È un periodo teso qui a Hollywood, California. Da un lato, la presidenza Trump ha acceso nei democratici una, per così dire, profonda fobia per la xenofobia. Dall’altro, i recenti scandali che hanno visto protagonista l’ex re di Hollywood Harvey Weinstein, hanno portato un’estrema rivalutazione del modo di approcciare le minoranze, sia nell’industria cinematografica sia nei film che essa produce. Questo per dire che l’America, e Hollywood in particolare, sembra essersi di colpo accorta che i suoi antichi problemi di discriminazione, xenofobia e oggettivizzazione sono ancora più che presenti. Ma come spesso accade, un estremo risveglio da un’estrema condizione di disagio conduce a prendere estreme conseguenze per risolvere il problema nella maniera più rapida e drastica possibile. Il che ci porta al tema della rappresentazione e della diversità nei film contemporanei.

C’è da dire prima di tutto, che Hollywood ha un pessimo passato relativo alla diversità. Per quasi un secolo l’Industria ha ritratto i protagonisti come maschi bianchi e dal volto più Americano di una torta di mele. Solo di recente ci siamo addentrati in un tipo di cinema che si prende la briga di ritrarre eroi di diverse etnie o di sesso femminile. Questo pessimo curriculum, in aggiunta ai recenti scandali e politica, ha portato a un estremismo rappresentativo non sempre genuino e potenzialmente dannoso.

Per spiegare il concetto, facciamo un esempio. Wonder Woman è il primo superhero movie che ha come protagonista un’eroina femminile.
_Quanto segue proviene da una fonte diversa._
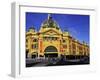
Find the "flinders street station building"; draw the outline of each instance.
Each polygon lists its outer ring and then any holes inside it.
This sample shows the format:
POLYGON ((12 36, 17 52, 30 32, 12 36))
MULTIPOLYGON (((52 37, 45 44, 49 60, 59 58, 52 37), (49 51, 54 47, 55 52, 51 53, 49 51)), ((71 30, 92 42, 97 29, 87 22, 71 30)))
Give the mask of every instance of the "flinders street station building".
POLYGON ((35 26, 30 27, 26 32, 26 58, 89 56, 89 45, 60 27, 50 14, 38 32, 35 26))

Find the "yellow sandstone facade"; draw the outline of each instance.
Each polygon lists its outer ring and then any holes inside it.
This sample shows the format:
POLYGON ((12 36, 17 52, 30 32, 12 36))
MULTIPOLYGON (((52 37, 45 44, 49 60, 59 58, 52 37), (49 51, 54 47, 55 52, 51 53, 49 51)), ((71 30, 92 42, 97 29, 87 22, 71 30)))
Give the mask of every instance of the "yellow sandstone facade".
POLYGON ((48 57, 61 55, 89 56, 89 46, 80 43, 67 31, 62 32, 59 25, 49 15, 42 23, 39 32, 31 27, 26 32, 26 57, 48 57))

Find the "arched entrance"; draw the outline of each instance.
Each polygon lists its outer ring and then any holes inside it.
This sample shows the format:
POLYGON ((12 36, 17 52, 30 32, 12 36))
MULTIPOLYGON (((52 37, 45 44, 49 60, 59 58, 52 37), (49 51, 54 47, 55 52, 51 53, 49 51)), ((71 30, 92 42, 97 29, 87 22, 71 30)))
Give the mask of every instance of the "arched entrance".
POLYGON ((57 48, 54 46, 48 46, 44 50, 44 55, 45 57, 58 57, 58 51, 57 48))

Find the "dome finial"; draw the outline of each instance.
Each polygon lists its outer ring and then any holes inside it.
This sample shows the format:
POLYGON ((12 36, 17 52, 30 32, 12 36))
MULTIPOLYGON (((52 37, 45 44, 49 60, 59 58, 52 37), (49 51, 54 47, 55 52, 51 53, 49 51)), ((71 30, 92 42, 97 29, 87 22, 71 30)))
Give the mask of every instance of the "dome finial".
POLYGON ((48 20, 50 19, 50 17, 51 17, 51 14, 49 13, 49 14, 48 14, 48 20))

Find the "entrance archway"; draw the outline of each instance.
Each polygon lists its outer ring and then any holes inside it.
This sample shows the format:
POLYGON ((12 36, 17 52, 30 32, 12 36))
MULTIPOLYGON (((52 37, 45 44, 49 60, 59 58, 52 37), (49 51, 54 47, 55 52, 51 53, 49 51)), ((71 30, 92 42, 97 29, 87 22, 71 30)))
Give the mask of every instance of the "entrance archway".
POLYGON ((54 46, 48 46, 44 50, 44 55, 45 57, 58 57, 58 51, 57 48, 54 46))

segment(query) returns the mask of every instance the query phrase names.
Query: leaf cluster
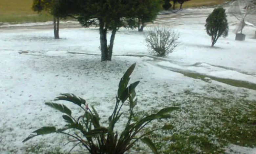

Il problema è che la produzione ha puntato più su questo aspetto che sulle qualità oggettive del film. Infatti, la pellicola è mediocre come la sua protagonista. Il soggetto è poi così esplicito che il film è in grado di avvicinare alla causa del femminismo solo chi è già femminista. Mentre chi non lo è troverà ottimi appigli per diventare ancor più ostile. Un esempio opposto è invece Alien (1979). La letale creatura uccide tutto l’equipaggio finché solo Ellen Ripley (Sigourney Weaver) sopravvive. L’elemento geniale sta nel fatto che la prima metà del film è talmente corale che non si capisce chi sia il protagonista. Ma quando i classici eroi mascolini (e non solo) vengono trucidati, ecco che Ripley emerge. Il suo personaggio è lontano da ogni stereotipo. Possiede umanità e umana paura, in conflitto col suo senso del dovere. Ed è bilanciando queste doti che Ripley riesce a vincere. In breve, Ripley non sconfigge Alien perché è una donna, lo sconfigge perché è la persona più forte della ciurma. Un personaggio talmente al di sopra di ogni stereotipo che il pubblico non può fare a meno di tifare per lei, a prescindere da sesso o idee politiche. Questa contaminazione positiva è possibile perché Alien non si vende come un film femminista, mentre Wonder Woman gioca solo e soltanto sul fatto di essere una donna, per assurdo risultando per questo un’operazione a suo modo sessista.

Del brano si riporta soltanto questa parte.